Die Besetzung verrät einiges über Crash Worship. Die Kalifornier treten mit zwei Sängern und zwei Schlagzeugen an. Und einer Gitarre, die sich beständig weigert, wie eine Gitarre zu klingen. Die beiden Trommler treiben sich zu rhythmischen Irrsinnigkeiten, die beiden Sänger können Melodie nicht einmal buchstabieren und der Gitarrist bearbeitet irgendwo dazwischen seine Effektgeräte. Es gibt rhythmische Geflechte, allerlei Lautmalerei, aber prinzipiell geht alles.

Immer wieder tauchen vertraute Elemente auf, ob nun Klänge aus dem Industrial, afrikanische Rhythmen, Techno- Beats oder das hypnotische Anschwellen des Trance. Das Wort Avantgarde klingt in diesem Zusammenhang viel zu brav. Dies ist schon eher die Vertonung der neuesten Tätowierung deines Nachbarn, der manchmal nachts den Putz mit dem Vorschlaghammer von den Wänden holt. Der späte Frank Zappa dürfte sich wohlig im Grabe kuscheln. Vielleicht wäre er auch gerne selbst dabei.

30. 8., 22 Uhr, Knaack, Greifswalder Straße 224

Als im Frühjahr einige Kreuzberger Bands nach Exjugoslawien reisten, war das mehr eine politische Geste als eine kulturelle Großtat. Bertz Rache oder die Moron Brothers hätten spielen können, was sie wollen, Hauptsache, sie fuhren hin. Ähnlich verhält es sich dann auch umgekehrt. Daß die beiden bosnischen Bands Black Sabah und Tajna Veza den Weg hierher gefunden haben, das allein zählt: Normalität versuchen.
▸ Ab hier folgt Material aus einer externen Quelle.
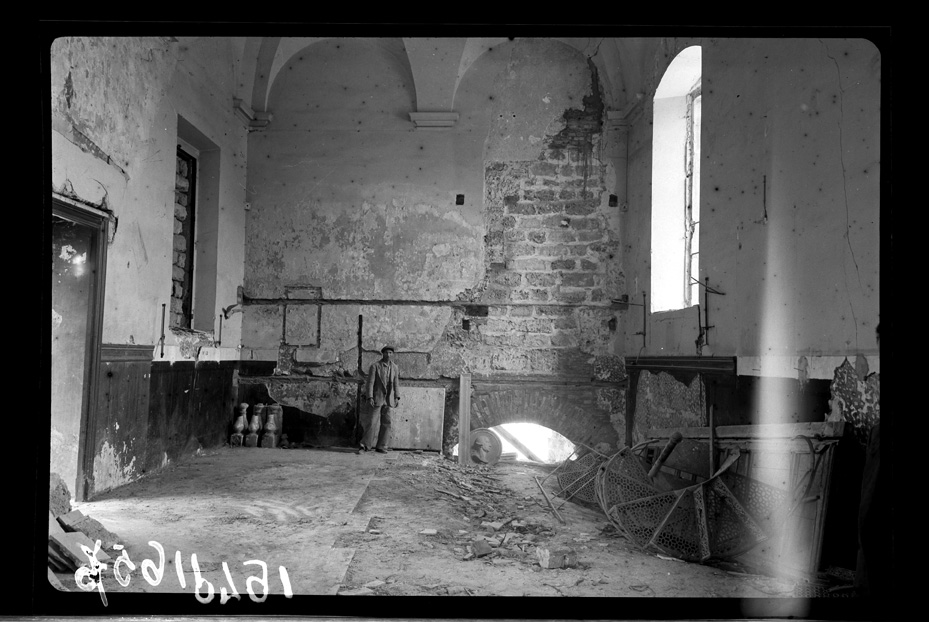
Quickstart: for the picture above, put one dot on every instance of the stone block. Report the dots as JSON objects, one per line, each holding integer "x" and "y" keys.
{"x": 59, "y": 497}
{"x": 562, "y": 558}
{"x": 480, "y": 548}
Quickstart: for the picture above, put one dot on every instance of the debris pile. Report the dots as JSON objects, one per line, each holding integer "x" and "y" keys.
{"x": 69, "y": 530}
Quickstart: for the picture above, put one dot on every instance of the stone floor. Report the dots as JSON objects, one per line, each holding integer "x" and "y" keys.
{"x": 327, "y": 523}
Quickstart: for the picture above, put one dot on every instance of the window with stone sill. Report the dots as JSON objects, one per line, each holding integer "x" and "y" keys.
{"x": 675, "y": 240}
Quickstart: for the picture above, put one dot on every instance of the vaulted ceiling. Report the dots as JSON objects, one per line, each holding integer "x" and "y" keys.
{"x": 437, "y": 64}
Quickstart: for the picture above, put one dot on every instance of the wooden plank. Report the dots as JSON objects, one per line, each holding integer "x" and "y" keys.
{"x": 826, "y": 429}
{"x": 68, "y": 545}
{"x": 464, "y": 419}
{"x": 418, "y": 420}
{"x": 53, "y": 526}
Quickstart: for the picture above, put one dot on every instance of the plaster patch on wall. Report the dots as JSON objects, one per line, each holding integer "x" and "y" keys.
{"x": 855, "y": 401}
{"x": 319, "y": 398}
{"x": 110, "y": 470}
{"x": 190, "y": 341}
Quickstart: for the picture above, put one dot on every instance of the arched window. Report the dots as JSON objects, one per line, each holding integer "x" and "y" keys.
{"x": 676, "y": 184}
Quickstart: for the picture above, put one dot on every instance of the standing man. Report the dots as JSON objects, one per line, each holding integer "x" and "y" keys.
{"x": 383, "y": 391}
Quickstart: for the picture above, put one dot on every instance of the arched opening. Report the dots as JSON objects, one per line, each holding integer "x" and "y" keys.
{"x": 530, "y": 442}
{"x": 676, "y": 184}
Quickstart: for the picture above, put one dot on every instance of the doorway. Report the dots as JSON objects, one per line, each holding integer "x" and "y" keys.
{"x": 78, "y": 262}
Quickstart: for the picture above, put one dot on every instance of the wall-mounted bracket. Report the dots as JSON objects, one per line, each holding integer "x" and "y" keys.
{"x": 702, "y": 338}
{"x": 434, "y": 120}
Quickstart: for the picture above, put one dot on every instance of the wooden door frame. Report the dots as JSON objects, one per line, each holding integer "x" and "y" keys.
{"x": 98, "y": 221}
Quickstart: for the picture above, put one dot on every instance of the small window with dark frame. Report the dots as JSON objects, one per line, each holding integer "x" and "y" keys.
{"x": 182, "y": 273}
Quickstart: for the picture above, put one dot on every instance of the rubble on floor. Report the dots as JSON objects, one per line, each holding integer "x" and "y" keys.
{"x": 70, "y": 531}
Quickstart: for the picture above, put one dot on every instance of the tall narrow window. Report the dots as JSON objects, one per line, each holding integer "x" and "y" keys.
{"x": 676, "y": 184}
{"x": 182, "y": 276}
{"x": 692, "y": 200}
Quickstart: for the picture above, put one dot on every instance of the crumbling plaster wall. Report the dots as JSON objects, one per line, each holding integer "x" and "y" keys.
{"x": 346, "y": 196}
{"x": 114, "y": 118}
{"x": 115, "y": 102}
{"x": 789, "y": 205}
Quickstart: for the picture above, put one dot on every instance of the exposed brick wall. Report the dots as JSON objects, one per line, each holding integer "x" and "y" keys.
{"x": 856, "y": 398}
{"x": 552, "y": 264}
{"x": 662, "y": 401}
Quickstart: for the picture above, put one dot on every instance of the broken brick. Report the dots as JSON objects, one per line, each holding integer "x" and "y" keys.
{"x": 480, "y": 548}
{"x": 562, "y": 558}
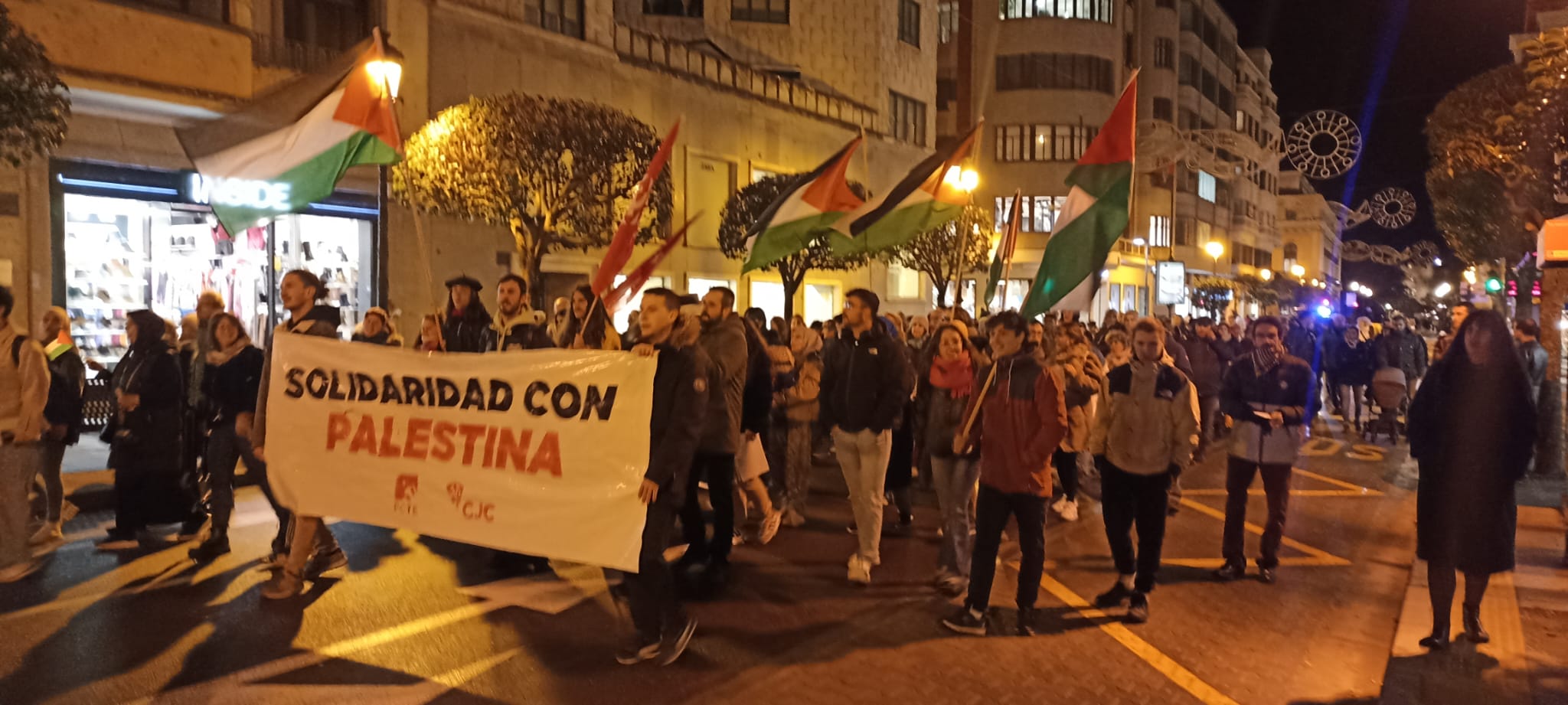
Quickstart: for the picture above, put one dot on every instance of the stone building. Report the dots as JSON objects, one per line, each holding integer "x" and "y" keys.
{"x": 115, "y": 221}
{"x": 1047, "y": 76}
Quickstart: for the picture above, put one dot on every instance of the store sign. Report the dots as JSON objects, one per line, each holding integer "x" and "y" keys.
{"x": 242, "y": 193}
{"x": 1170, "y": 282}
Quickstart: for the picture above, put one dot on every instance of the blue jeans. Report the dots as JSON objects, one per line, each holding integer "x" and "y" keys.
{"x": 956, "y": 491}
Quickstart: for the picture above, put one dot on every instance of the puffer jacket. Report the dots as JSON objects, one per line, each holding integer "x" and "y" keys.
{"x": 1078, "y": 389}
{"x": 1283, "y": 389}
{"x": 1147, "y": 420}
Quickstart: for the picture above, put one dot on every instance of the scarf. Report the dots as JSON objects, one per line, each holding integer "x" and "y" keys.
{"x": 957, "y": 377}
{"x": 221, "y": 356}
{"x": 1264, "y": 359}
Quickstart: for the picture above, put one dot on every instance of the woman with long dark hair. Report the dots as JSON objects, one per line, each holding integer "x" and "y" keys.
{"x": 145, "y": 439}
{"x": 589, "y": 326}
{"x": 1473, "y": 431}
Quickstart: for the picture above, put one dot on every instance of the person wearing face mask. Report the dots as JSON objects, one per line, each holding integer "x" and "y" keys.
{"x": 1145, "y": 432}
{"x": 1266, "y": 392}
{"x": 1023, "y": 420}
{"x": 1473, "y": 431}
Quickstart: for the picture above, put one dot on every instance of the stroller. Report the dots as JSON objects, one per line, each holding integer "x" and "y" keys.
{"x": 1388, "y": 392}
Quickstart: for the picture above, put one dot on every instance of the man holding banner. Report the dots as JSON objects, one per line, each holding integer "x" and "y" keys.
{"x": 662, "y": 628}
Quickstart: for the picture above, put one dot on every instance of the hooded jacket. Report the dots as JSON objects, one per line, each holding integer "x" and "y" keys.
{"x": 1021, "y": 423}
{"x": 866, "y": 383}
{"x": 524, "y": 331}
{"x": 1147, "y": 420}
{"x": 730, "y": 364}
{"x": 320, "y": 321}
{"x": 681, "y": 393}
{"x": 1282, "y": 389}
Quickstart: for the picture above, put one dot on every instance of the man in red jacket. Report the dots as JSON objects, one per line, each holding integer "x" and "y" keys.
{"x": 1023, "y": 420}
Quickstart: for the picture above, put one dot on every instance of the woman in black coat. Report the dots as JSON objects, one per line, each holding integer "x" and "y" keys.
{"x": 145, "y": 441}
{"x": 1473, "y": 431}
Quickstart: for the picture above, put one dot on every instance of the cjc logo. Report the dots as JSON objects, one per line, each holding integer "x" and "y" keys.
{"x": 472, "y": 510}
{"x": 403, "y": 494}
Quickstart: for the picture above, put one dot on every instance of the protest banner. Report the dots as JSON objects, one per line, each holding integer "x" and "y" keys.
{"x": 537, "y": 452}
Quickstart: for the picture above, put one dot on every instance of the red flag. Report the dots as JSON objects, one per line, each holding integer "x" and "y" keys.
{"x": 619, "y": 250}
{"x": 635, "y": 281}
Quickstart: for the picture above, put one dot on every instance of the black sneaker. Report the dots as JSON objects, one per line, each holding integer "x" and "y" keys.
{"x": 966, "y": 622}
{"x": 676, "y": 641}
{"x": 1117, "y": 596}
{"x": 323, "y": 561}
{"x": 1138, "y": 609}
{"x": 1230, "y": 573}
{"x": 637, "y": 651}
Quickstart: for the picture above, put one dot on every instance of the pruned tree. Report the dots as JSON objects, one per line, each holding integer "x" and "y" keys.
{"x": 948, "y": 251}
{"x": 742, "y": 212}
{"x": 557, "y": 173}
{"x": 34, "y": 103}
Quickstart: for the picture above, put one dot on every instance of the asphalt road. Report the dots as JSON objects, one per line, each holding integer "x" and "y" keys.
{"x": 417, "y": 619}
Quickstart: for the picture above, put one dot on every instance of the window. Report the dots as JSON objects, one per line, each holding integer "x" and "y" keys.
{"x": 1043, "y": 143}
{"x": 908, "y": 118}
{"x": 1159, "y": 232}
{"x": 946, "y": 22}
{"x": 775, "y": 11}
{"x": 1164, "y": 110}
{"x": 910, "y": 22}
{"x": 562, "y": 16}
{"x": 673, "y": 8}
{"x": 1054, "y": 71}
{"x": 1164, "y": 52}
{"x": 1206, "y": 187}
{"x": 1089, "y": 10}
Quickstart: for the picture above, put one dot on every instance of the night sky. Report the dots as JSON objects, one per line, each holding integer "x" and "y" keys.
{"x": 1328, "y": 55}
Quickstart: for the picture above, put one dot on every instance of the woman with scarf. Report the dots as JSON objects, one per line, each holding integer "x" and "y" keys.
{"x": 1081, "y": 372}
{"x": 1473, "y": 432}
{"x": 942, "y": 397}
{"x": 233, "y": 380}
{"x": 145, "y": 436}
{"x": 590, "y": 326}
{"x": 800, "y": 413}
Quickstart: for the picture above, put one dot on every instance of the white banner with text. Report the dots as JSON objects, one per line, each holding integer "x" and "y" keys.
{"x": 537, "y": 452}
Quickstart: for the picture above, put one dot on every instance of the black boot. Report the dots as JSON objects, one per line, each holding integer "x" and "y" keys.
{"x": 215, "y": 546}
{"x": 1439, "y": 640}
{"x": 1473, "y": 632}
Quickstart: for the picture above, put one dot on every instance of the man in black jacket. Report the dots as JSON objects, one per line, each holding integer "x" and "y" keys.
{"x": 681, "y": 387}
{"x": 863, "y": 393}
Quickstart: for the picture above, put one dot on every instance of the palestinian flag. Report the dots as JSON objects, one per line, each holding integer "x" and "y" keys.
{"x": 1004, "y": 253}
{"x": 812, "y": 204}
{"x": 292, "y": 145}
{"x": 927, "y": 197}
{"x": 1093, "y": 217}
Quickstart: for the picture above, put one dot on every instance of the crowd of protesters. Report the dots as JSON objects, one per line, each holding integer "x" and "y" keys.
{"x": 1005, "y": 420}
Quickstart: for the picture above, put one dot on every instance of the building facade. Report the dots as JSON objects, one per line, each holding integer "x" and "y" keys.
{"x": 1043, "y": 109}
{"x": 116, "y": 220}
{"x": 1308, "y": 232}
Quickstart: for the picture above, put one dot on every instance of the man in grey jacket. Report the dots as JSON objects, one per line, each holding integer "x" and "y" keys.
{"x": 725, "y": 344}
{"x": 312, "y": 549}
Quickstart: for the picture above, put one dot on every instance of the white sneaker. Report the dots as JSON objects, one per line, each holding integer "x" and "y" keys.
{"x": 46, "y": 533}
{"x": 770, "y": 527}
{"x": 860, "y": 571}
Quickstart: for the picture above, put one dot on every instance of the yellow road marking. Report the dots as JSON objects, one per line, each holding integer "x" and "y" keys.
{"x": 1138, "y": 648}
{"x": 1319, "y": 553}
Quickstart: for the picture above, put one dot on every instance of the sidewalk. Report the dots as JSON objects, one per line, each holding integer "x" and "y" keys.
{"x": 1526, "y": 612}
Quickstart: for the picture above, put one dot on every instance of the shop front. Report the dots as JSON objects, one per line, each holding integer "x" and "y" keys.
{"x": 129, "y": 239}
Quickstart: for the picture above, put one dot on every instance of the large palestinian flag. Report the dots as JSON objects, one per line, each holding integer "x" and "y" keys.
{"x": 1093, "y": 217}
{"x": 927, "y": 197}
{"x": 812, "y": 204}
{"x": 292, "y": 145}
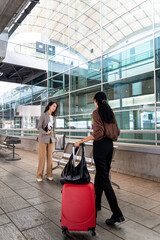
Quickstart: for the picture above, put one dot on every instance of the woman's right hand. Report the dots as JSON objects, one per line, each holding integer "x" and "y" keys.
{"x": 48, "y": 132}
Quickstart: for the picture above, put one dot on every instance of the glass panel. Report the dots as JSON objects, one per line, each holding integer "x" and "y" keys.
{"x": 39, "y": 91}
{"x": 84, "y": 24}
{"x": 136, "y": 119}
{"x": 158, "y": 87}
{"x": 26, "y": 95}
{"x": 82, "y": 101}
{"x": 59, "y": 84}
{"x": 134, "y": 92}
{"x": 59, "y": 63}
{"x": 62, "y": 123}
{"x": 86, "y": 75}
{"x": 81, "y": 122}
{"x": 139, "y": 138}
{"x": 157, "y": 51}
{"x": 63, "y": 104}
{"x": 156, "y": 5}
{"x": 136, "y": 58}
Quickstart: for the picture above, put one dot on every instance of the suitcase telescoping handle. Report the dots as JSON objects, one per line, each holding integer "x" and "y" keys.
{"x": 83, "y": 148}
{"x": 73, "y": 154}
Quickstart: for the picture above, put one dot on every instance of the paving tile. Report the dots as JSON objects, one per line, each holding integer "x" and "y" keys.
{"x": 52, "y": 210}
{"x": 27, "y": 218}
{"x": 156, "y": 210}
{"x": 10, "y": 232}
{"x": 39, "y": 200}
{"x": 106, "y": 205}
{"x": 155, "y": 196}
{"x": 138, "y": 190}
{"x": 101, "y": 234}
{"x": 135, "y": 199}
{"x": 30, "y": 192}
{"x": 28, "y": 178}
{"x": 142, "y": 216}
{"x": 48, "y": 231}
{"x": 6, "y": 192}
{"x": 17, "y": 184}
{"x": 103, "y": 215}
{"x": 4, "y": 219}
{"x": 134, "y": 231}
{"x": 49, "y": 188}
{"x": 157, "y": 229}
{"x": 13, "y": 203}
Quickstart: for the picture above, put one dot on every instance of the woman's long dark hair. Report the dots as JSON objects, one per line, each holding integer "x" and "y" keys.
{"x": 50, "y": 104}
{"x": 104, "y": 109}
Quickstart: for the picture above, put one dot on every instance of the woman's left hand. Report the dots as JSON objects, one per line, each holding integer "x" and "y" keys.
{"x": 77, "y": 143}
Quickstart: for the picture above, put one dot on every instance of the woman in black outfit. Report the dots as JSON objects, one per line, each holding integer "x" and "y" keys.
{"x": 102, "y": 153}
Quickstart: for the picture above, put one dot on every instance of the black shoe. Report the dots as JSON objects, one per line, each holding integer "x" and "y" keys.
{"x": 113, "y": 220}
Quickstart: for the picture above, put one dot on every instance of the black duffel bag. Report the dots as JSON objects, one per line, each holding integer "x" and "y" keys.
{"x": 76, "y": 174}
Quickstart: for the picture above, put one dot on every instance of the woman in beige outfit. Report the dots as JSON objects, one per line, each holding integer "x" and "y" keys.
{"x": 46, "y": 127}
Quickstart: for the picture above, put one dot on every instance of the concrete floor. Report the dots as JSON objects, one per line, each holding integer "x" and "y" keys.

Die Musik wird da recht unerheblich, auch die wohl als Punk-Rock gemeinten Gemütlichkeiten von Black Sabah, einer Band, die sich pünktlich zu Beginn der Belagerung Sarajewos zusammenfand und noch nie außerhalb der Stadt aufgetreten ist. Tajna Veza wurden 1993 von muslimischen und kroatischen Flüchtlingen in Zenica gegründet und spielen auf Melodie und Harmonie bedacht ihre Songs mit Gitarre, Baß, Schlagzeug und Orgel.

31. 8., 20 Uhr, Kirche von Unten, Kremmener Straße 9-11

Club Off Chaos sind das aktuelle Projekt von Jaki Liebezeit, früher einmal Trommler der legendären Krautrocker Can, dann immer die Stöcke schwingend, wo wichtig drauf stand, aber kein Geld zu verdienen war. Boris Polanski und Dirk Herweg programmieren die Computer, die neben Liebezeits stoischem Schlagzeug daherflirren. Das ist meist wenig spektakulär, hört sich mitunter nach Can an, führt aber immerhin vor Augen, wo einige der Wurzeln des aktuellen Dancefloor herkommen.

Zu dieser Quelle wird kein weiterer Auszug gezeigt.